Mechanical System
"The parts of the robot you can touch without breaking it. Because if you do that with electrical parts you might break it." -- Jack the MechE
In any robotic system, the mechanical system is always just as important as the electrical and software systems. There are two main portions of ROV-R that define the mechanical system: the chassis and the projectile launcher. The goal of the chassis was not only to provide a robust structural support for the whole robot, but to also house all the electronic components that were necessary to get the robot moving. The projectile launcher, which was part of the Minimum Viable Product, is designed to shoot marbles at high speeds.
Chassis
There are two parts to the chassis: the lower chassis and the upper chassis.

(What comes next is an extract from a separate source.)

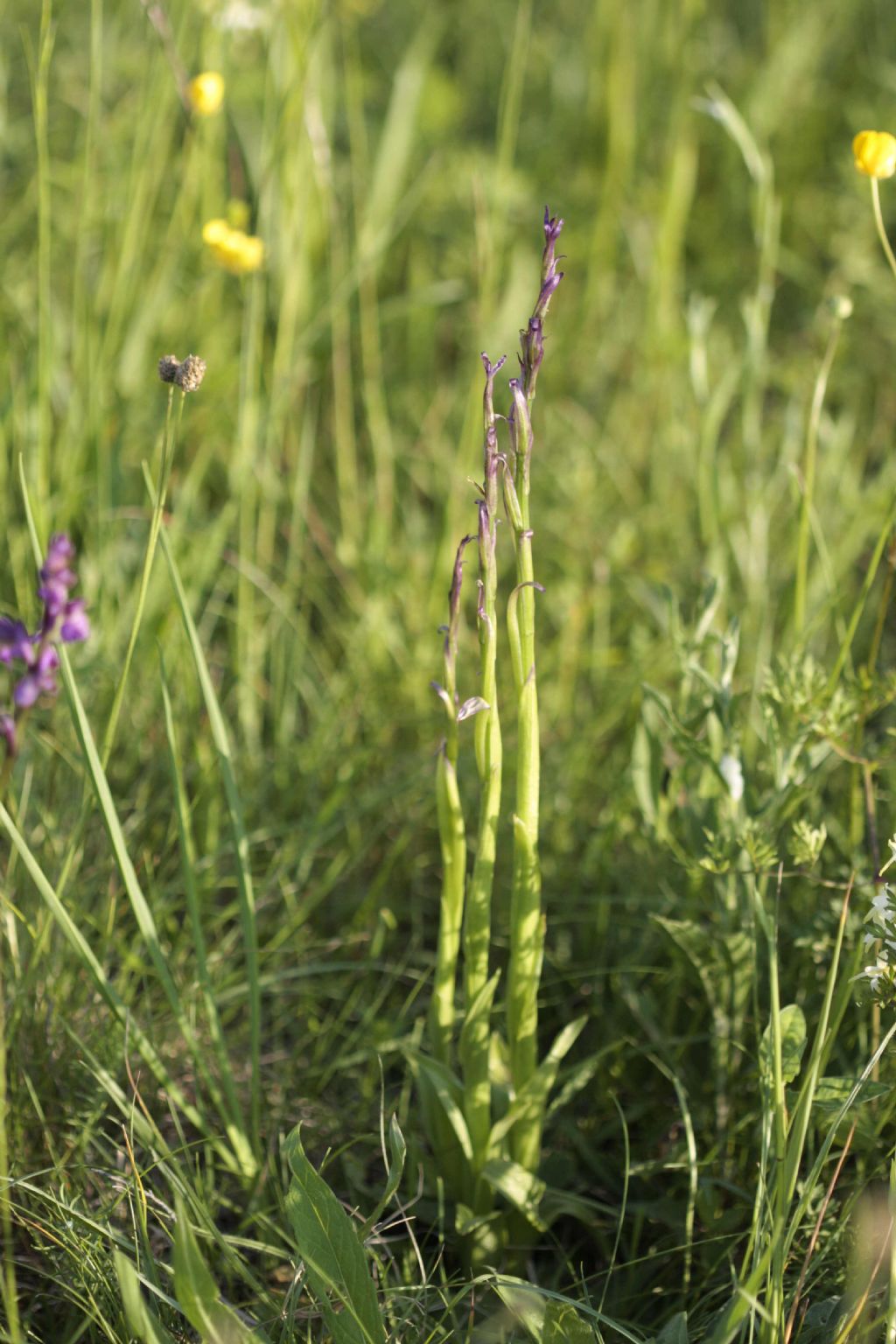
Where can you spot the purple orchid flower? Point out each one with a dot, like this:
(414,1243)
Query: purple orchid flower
(65,620)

The design of the lower chassis was designed based on a metal frame that was part of an omnidirectional wheel kit with which we started (linked here). This metal frame was adjusted from the original that came with the omnidirectional wheel kit. Our new design raised the chassis to minimize potential wires dragging on the ground. We also doubled the area of the chassis as we got more electrical components than our original size could handle. To fabricate this, it was designed as a flat plate in SolidWorks, cut from sheet metal using the plasma cutter, and the sides were bent in the metal shop.
The upper chassis, which houses our electronic components, was also designed in SolidWorks and then cut using the laser cutter on MDF plywood. On top of keeping our power supply and microcontrollers safe, it also acts as the ramp for our projectile launcher. We decided to give our projectile launcher a 30 degree incline so that the marbles shot can go a significant distance but also not fire too high above the robot’s line of sight.
Projectile Launcher
The projectile launcher is composed of four main components: the flywheels, the flywheel mount, the ammo compartment, and the loading mechanism. The flywheels needed to be more of a complex shape and therefore 3D printing was the ideal method of fabrication. They were initially based on nerf gun flywheels but later optimized for our marbles and altered to better fit our motors. Once printed the outsides of the flywheels were covered in a layer of rubber bands and electrical tape to allow for the marbles to be gripped.

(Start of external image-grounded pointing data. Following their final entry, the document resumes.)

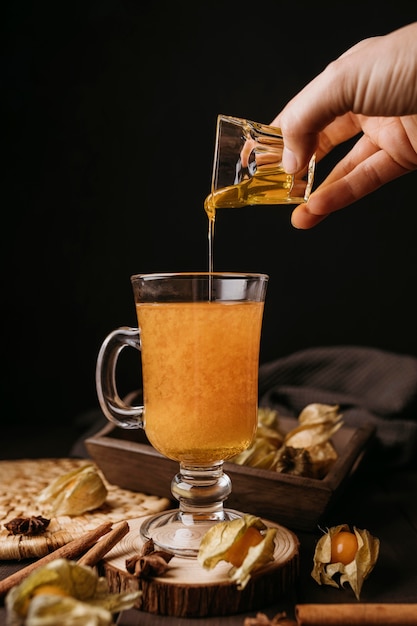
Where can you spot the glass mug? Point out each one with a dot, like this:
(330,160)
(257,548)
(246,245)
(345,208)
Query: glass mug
(247,168)
(199,338)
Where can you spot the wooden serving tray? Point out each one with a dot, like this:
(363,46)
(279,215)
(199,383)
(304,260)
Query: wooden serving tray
(127,459)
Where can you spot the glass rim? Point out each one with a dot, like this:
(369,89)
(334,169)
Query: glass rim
(187,274)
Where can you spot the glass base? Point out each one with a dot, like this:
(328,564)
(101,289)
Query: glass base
(181,533)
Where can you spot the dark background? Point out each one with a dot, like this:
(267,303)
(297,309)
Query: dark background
(109,129)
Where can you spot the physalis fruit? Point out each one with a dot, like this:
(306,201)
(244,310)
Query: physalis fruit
(63,592)
(345,555)
(246,543)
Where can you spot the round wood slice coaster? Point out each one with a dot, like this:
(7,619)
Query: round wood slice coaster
(188,590)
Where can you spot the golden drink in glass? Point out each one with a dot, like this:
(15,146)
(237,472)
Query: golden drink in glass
(199,337)
(189,350)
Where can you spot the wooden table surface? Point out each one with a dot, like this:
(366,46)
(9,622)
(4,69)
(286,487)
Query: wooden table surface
(385,503)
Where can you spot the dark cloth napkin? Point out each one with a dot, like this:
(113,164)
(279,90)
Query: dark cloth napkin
(369,385)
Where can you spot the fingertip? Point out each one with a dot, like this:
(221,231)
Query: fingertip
(302,219)
(289,161)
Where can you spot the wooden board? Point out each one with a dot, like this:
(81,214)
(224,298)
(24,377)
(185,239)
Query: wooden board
(20,484)
(188,590)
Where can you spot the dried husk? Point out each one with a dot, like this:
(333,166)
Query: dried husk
(307,450)
(217,542)
(87,599)
(355,572)
(75,492)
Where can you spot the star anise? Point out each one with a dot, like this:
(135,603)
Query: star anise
(261,619)
(34,525)
(149,562)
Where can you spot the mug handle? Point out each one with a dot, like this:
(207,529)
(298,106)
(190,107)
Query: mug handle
(112,405)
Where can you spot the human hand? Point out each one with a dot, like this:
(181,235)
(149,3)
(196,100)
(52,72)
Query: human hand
(370,91)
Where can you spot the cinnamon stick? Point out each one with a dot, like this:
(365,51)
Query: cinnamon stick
(97,552)
(361,614)
(70,550)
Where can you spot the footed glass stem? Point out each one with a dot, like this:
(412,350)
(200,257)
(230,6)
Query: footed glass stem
(200,492)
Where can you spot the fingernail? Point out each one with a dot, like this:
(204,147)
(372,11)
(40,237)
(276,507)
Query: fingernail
(289,161)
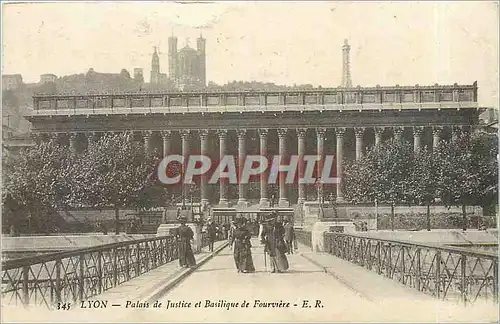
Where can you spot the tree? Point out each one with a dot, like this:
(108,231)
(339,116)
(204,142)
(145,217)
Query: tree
(422,189)
(35,185)
(468,171)
(113,172)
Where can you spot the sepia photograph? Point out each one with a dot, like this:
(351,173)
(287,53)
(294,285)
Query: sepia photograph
(250,161)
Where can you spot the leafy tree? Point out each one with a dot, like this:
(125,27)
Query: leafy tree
(35,185)
(381,175)
(422,189)
(468,171)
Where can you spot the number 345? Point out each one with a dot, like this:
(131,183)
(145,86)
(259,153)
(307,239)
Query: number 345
(63,306)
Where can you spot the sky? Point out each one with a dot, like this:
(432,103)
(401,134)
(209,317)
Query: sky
(403,43)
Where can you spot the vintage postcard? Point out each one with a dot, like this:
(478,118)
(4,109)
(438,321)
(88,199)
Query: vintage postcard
(250,161)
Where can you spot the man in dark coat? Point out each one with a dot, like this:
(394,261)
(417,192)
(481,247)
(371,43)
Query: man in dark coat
(274,244)
(184,236)
(212,234)
(290,239)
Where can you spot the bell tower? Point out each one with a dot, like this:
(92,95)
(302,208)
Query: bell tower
(346,69)
(202,64)
(172,58)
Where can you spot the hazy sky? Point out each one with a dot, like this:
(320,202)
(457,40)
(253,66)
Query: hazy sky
(404,43)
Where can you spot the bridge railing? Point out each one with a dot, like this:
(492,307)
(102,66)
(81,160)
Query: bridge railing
(304,237)
(375,98)
(448,273)
(76,275)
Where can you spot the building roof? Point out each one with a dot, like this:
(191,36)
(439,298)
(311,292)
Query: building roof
(187,50)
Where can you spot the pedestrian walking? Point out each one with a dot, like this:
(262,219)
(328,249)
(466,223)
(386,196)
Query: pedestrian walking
(274,244)
(184,237)
(212,234)
(290,239)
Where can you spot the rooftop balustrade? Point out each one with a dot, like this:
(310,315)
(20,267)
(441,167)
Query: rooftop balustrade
(374,98)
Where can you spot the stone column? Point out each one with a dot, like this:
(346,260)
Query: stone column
(242,195)
(283,201)
(301,143)
(359,132)
(417,137)
(264,201)
(185,135)
(339,132)
(378,135)
(223,202)
(436,136)
(203,133)
(38,138)
(91,139)
(166,135)
(146,135)
(398,133)
(73,137)
(54,137)
(320,151)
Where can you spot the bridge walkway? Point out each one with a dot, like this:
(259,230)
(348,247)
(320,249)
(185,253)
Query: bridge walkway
(346,293)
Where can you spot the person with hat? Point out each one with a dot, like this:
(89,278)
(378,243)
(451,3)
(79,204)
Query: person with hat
(184,236)
(212,234)
(230,238)
(274,244)
(290,239)
(242,248)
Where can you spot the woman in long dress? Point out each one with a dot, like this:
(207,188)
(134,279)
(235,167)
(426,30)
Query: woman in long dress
(242,248)
(274,244)
(184,236)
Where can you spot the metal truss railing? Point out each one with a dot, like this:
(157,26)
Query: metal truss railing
(447,273)
(83,273)
(304,237)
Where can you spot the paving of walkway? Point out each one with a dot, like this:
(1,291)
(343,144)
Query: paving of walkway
(346,293)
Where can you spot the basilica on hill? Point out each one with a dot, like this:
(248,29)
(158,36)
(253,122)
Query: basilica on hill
(186,67)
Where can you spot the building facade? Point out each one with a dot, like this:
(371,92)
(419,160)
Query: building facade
(187,67)
(339,121)
(11,81)
(47,78)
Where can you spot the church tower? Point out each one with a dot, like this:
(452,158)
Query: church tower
(346,69)
(202,63)
(155,68)
(172,59)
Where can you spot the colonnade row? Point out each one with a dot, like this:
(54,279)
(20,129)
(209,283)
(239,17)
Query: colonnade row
(283,153)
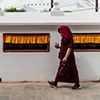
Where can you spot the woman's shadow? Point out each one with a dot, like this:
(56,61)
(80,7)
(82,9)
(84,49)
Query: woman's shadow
(86,74)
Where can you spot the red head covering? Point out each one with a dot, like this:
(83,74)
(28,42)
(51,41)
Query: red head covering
(65,30)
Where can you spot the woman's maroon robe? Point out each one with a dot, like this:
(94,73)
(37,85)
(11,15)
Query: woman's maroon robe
(70,70)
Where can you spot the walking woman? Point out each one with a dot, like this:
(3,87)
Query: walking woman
(67,71)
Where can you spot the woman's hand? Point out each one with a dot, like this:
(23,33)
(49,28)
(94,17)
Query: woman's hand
(64,59)
(57,46)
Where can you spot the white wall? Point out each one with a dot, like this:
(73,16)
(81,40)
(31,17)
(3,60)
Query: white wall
(43,66)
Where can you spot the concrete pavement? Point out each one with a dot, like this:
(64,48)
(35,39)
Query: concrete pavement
(43,91)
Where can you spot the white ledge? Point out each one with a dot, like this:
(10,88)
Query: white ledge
(74,18)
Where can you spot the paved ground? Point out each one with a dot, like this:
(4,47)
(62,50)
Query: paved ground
(42,91)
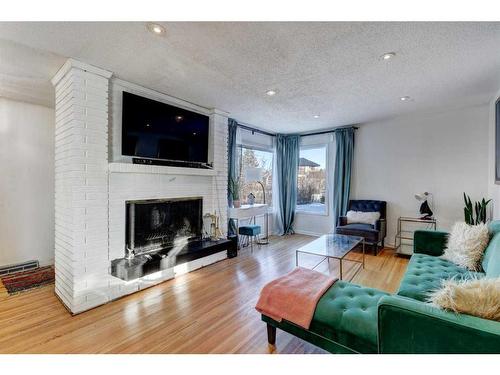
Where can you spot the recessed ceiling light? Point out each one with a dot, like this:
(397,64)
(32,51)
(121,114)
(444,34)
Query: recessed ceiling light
(156,28)
(388,55)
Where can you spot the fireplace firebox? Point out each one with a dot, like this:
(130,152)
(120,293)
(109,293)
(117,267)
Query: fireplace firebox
(158,224)
(164,233)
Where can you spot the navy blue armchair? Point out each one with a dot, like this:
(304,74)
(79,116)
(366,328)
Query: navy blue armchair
(373,234)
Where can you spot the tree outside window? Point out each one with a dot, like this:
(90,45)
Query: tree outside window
(253,158)
(311,180)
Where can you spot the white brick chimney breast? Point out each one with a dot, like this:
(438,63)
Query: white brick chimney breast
(92,184)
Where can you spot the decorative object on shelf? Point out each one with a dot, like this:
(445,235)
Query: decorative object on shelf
(234,190)
(425,209)
(251,199)
(215,232)
(479,208)
(257,174)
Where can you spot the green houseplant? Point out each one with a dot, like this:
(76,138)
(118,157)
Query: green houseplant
(478,209)
(234,190)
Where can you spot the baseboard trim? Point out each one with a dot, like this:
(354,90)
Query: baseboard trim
(308,233)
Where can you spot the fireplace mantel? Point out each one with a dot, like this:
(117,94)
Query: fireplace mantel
(159,169)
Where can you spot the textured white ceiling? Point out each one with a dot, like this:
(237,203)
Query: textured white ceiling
(332,69)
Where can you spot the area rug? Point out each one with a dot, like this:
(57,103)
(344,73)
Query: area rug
(26,280)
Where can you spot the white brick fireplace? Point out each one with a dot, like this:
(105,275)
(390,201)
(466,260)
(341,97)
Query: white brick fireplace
(93,181)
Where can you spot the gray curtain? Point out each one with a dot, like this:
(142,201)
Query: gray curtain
(344,152)
(287,164)
(232,169)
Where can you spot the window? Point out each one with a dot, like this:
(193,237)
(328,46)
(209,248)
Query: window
(311,180)
(254,158)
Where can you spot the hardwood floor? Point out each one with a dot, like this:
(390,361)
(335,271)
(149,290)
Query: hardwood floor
(210,310)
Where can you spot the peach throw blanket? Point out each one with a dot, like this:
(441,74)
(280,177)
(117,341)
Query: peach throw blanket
(294,297)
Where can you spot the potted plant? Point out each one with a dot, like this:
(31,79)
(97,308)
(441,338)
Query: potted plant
(234,190)
(479,208)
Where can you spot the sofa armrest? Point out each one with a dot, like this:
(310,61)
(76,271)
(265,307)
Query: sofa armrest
(410,326)
(342,221)
(430,242)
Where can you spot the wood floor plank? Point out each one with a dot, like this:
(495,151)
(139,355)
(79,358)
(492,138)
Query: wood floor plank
(210,310)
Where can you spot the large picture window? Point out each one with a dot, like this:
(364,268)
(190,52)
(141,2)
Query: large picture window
(254,158)
(311,180)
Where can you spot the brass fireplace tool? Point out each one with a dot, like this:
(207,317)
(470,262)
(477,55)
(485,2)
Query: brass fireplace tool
(215,232)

The flywheel mount is a thing of beauty designed in SolidWorks. This was designed again based on a mount for a nerf gun but optimized for our project. It includes a track for the marbles that goes between the spots for the flywheels that also accounts for the angle change between the bottom of the ramp and the top of the roof.
The ammo compartment was designed to hold up to 12 marbles and release one at a time into the projectile launcher. Once printed, it was attached to the flywheel mount using acrylic weld to ensure it would not move, meaning the marbles would always drop consistently in front of the loading mechanism.

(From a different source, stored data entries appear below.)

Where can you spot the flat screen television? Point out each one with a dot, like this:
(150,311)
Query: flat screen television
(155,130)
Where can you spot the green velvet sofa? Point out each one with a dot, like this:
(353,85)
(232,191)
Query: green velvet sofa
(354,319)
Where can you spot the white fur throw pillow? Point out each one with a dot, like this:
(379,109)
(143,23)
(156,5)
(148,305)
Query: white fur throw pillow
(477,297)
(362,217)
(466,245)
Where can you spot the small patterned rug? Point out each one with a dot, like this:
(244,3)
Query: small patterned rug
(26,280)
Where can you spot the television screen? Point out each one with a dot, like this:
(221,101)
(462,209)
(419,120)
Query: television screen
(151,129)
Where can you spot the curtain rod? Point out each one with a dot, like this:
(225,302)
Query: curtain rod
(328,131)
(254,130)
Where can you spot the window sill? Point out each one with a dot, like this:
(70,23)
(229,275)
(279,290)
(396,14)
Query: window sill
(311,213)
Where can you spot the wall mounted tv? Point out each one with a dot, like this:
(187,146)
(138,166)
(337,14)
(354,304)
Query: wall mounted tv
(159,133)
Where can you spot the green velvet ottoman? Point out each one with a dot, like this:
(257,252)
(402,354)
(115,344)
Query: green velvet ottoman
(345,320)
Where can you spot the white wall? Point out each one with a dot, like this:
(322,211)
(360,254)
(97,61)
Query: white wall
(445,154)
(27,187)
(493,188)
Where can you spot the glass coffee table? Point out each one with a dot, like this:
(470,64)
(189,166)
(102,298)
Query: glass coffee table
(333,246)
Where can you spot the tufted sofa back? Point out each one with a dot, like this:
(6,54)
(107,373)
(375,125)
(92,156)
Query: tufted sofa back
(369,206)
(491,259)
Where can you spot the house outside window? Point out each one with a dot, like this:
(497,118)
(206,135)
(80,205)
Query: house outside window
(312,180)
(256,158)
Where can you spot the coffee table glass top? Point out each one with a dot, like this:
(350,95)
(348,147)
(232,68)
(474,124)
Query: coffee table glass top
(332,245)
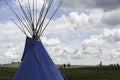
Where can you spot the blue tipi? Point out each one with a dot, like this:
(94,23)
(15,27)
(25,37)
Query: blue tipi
(36,64)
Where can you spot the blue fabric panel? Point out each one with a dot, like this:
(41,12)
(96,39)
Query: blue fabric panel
(36,63)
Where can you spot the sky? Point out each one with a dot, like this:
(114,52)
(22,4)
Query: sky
(83,32)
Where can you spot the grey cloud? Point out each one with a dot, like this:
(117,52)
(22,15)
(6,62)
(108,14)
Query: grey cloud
(112,18)
(88,4)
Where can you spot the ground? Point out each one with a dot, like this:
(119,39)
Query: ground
(82,73)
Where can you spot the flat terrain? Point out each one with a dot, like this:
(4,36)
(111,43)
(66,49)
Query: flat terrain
(82,73)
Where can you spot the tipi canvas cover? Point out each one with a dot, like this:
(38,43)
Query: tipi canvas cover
(36,64)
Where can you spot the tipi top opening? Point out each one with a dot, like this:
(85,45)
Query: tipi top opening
(33,20)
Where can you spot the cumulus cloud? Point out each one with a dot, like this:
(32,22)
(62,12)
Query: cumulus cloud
(106,5)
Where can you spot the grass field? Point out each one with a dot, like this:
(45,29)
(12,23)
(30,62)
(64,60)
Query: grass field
(84,73)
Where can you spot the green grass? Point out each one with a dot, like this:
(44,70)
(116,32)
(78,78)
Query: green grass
(84,73)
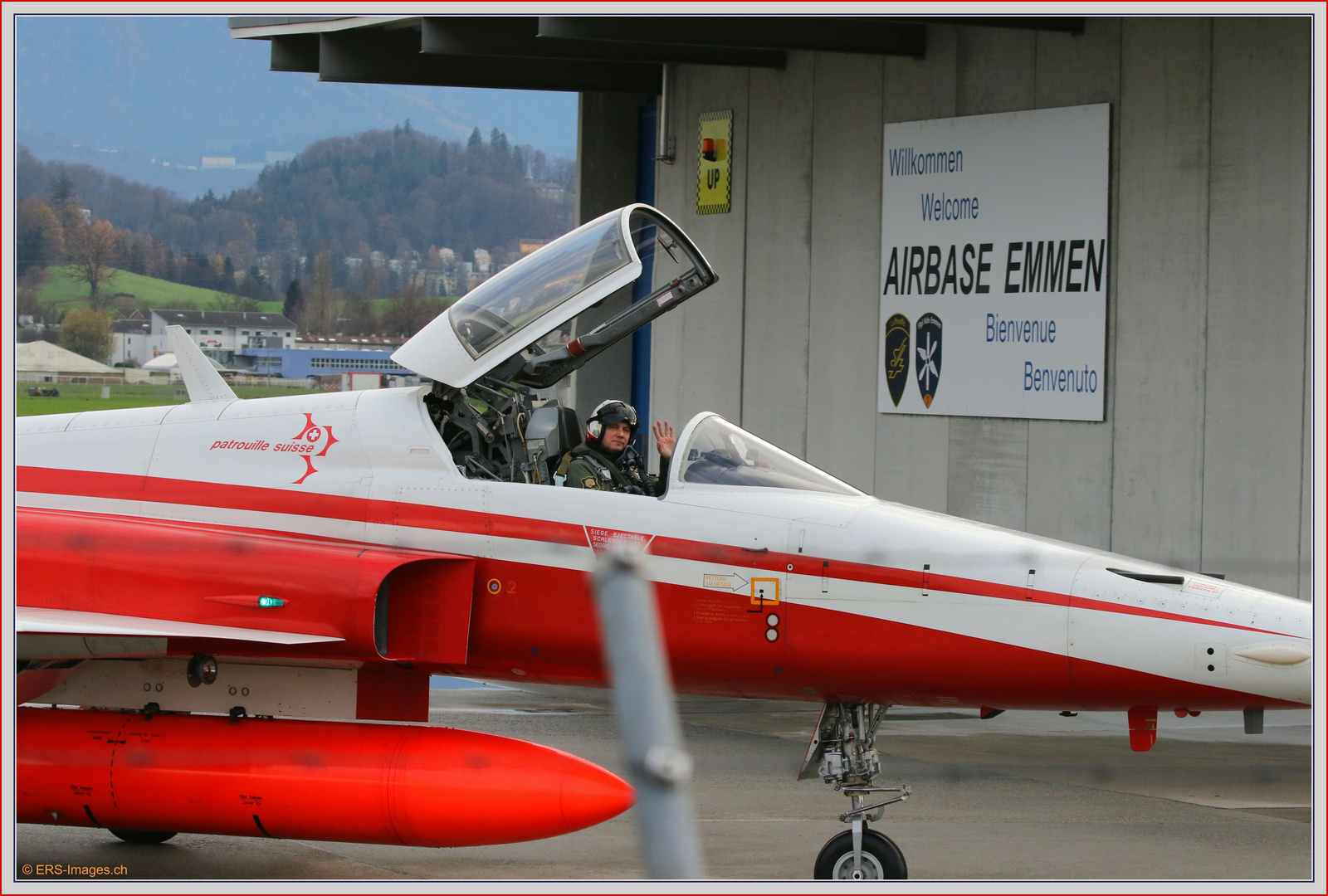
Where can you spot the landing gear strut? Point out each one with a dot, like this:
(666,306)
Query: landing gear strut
(843,753)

The loading mechanism consists of a servo and a small cylinder connected by a joint. The servo is attached to the bottom of the flywheel mounts so that the cylinder will push a marble forward into the flywheels when rotated 180 degrees. This type of cylinder was chosen because it was the perfect size to push the marbles effectively and not allow for marbles to fall out of the container behind it. Given more time, a mount would be created to hold this more firmly in place.